Despite having resigned from his previous job before securing an interview, Dr de Beer’s confidence and qualifications landed him a position at St John of God Subiaco Hospital. The opportunity to work in a well-resourced and supportive environment, along with the multiculturalism, safety, and career growth prospects offered by Australia, made it a dream come true.

“My passion for medicine stems from a desire to make a difference in people's lives. I cherish the opportunity to educate patients about their conditions, as it can reshape their perspectives on their health and unique situation,” Dr de Beer said.

“I envision a future where advancements in technology, such as machine learning and artificial intelligence, will enhance patient care by freeing up doctors' time for more direct interaction and treatment.”

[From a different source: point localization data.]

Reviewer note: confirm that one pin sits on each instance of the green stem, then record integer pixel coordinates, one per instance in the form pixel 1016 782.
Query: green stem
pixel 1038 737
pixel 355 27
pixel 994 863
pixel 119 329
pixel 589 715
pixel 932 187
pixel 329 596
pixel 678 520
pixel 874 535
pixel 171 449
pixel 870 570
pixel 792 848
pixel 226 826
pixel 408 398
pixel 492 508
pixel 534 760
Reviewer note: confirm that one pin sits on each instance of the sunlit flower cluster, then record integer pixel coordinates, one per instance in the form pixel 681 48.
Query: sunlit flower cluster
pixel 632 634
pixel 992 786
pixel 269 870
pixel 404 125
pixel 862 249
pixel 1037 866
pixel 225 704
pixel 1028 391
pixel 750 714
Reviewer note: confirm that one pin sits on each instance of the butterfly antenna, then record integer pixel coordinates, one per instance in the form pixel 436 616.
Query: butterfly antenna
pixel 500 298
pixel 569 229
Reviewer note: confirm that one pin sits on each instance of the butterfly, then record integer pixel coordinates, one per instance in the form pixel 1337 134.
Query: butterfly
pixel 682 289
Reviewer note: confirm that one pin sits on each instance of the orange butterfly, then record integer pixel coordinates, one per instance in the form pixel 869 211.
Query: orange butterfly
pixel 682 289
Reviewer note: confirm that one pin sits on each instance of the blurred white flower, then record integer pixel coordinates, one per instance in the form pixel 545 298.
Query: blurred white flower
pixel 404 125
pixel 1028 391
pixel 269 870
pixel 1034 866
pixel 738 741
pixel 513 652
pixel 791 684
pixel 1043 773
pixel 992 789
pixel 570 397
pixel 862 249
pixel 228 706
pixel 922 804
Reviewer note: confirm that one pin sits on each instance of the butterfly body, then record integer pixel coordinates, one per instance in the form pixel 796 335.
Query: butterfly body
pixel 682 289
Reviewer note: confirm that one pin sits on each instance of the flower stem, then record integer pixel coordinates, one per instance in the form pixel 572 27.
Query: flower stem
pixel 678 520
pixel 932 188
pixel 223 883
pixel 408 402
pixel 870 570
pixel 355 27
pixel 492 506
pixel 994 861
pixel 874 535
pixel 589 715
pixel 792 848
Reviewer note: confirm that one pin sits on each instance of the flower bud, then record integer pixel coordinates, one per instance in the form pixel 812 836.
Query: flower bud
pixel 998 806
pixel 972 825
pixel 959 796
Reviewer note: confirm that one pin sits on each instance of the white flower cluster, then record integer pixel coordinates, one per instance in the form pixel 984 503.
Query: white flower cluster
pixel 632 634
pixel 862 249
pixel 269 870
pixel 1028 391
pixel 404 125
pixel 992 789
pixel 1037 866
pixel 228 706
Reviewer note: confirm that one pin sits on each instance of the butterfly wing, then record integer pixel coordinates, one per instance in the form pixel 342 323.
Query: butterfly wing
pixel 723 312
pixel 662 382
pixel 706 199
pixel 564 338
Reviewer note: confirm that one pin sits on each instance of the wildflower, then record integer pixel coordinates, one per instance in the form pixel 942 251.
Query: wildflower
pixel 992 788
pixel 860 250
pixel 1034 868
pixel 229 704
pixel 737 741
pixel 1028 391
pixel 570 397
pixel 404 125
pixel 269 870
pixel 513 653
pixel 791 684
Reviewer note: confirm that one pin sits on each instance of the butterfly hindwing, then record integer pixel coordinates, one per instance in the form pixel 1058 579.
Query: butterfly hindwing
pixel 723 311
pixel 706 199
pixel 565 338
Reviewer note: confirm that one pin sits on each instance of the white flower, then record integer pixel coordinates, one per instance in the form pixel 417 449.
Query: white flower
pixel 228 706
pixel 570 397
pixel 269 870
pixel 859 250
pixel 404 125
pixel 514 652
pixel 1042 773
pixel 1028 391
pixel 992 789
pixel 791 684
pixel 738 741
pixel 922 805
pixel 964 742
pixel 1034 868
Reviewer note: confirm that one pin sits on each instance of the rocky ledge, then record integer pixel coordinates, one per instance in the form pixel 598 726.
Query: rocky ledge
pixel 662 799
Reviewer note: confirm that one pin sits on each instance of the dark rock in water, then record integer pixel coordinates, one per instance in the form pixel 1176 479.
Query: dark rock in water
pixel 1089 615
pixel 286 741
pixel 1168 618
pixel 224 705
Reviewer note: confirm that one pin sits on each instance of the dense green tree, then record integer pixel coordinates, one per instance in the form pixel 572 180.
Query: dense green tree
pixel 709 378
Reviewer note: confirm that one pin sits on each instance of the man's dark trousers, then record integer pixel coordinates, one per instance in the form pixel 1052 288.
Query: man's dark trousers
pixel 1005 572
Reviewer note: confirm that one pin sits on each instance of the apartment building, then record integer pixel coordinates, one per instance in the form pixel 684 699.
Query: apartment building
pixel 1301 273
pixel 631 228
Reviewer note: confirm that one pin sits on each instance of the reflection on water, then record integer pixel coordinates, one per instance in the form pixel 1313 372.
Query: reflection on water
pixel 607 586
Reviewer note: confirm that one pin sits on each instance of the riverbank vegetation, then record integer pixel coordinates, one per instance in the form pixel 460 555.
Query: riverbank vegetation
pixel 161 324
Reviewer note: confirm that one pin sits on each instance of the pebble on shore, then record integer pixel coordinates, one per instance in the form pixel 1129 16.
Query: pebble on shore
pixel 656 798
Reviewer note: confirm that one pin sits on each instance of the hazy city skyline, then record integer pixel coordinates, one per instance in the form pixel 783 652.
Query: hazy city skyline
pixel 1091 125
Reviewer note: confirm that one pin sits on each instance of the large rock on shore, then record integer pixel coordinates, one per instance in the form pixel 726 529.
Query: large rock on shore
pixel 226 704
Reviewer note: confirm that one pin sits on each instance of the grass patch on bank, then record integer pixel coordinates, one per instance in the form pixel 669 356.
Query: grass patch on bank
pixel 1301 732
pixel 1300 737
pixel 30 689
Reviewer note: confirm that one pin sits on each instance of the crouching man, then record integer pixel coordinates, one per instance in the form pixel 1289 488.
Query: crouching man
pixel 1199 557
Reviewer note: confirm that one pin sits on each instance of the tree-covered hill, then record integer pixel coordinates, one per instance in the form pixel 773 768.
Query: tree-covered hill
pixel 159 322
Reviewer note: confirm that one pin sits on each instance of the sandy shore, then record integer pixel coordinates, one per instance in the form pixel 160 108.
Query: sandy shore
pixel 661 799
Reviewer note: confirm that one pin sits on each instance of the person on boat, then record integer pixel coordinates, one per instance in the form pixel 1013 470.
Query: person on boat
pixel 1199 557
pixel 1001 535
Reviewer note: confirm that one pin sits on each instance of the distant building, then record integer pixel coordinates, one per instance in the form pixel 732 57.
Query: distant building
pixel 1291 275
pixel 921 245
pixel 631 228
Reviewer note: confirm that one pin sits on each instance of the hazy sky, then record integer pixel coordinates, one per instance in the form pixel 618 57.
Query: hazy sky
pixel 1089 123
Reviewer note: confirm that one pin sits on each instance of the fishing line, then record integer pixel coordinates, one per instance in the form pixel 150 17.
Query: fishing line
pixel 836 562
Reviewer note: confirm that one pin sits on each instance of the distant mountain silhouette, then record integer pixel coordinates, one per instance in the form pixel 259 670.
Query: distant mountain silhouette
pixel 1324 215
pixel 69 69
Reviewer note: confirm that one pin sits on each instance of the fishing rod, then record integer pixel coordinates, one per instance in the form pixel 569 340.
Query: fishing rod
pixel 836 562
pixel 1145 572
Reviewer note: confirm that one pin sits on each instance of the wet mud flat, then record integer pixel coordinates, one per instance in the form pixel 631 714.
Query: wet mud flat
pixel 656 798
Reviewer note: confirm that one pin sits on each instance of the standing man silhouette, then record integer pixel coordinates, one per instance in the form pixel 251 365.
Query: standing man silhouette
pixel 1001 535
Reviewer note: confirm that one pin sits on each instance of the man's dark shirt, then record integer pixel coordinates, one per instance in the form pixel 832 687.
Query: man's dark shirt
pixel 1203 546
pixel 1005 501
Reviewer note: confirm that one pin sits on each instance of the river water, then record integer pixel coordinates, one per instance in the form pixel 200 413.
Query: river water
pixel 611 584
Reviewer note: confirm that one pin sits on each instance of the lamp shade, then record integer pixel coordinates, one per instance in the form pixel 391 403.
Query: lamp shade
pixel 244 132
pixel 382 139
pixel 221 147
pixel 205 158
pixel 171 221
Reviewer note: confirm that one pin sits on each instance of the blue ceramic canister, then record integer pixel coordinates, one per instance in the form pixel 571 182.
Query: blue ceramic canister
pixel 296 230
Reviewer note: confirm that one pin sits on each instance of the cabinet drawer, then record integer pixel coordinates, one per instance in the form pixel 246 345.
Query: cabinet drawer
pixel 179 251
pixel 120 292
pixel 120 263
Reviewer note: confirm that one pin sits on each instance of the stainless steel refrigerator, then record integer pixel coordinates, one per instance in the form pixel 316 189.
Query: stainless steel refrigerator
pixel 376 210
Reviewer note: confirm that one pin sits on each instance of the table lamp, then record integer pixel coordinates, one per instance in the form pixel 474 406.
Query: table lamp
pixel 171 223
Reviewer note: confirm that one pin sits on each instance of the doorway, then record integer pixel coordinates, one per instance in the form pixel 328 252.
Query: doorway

Dr de Beer highlights the stark contrast between the Australian and South African health care systems. The abundance of resources, structured support, and well-trained nursing teams in Australia have enabled him to provide better care for his patients. He no longer battles with a scarcity of basic medical supplies or an overwhelming patient-to-doctor ratio that he did in South Africa. 

“The emphasis placed on patient-centered care and the collaborative approach at this hospital has further enriched my practice and reinforced my commitment to my profession,” Dr de Beer expressed.

Since joining St John of God Subiaco Hospital, Dr de Beer has continued to develop his skills and expertise and appreciates the hospital's commitment to ongoing professional development. 

Beyond his professional achievements, Dr de Beer has also embraced the Australian way of life. The welcoming nature of the people, the diverse culture, and the breathtaking natural landscapes have made Australia feel like home. He values the emphasis on work-life balance across the country, which allows him to pursue his interests outside of medicine, including outdoor activities like hiking.

His journey from South Africa to Australia has been a testament to his determination, resilience, and passion for medicine. Despite the numerous challenges he encountered along the way, Dr de Beer remains committed to providing the best possible care for his patients.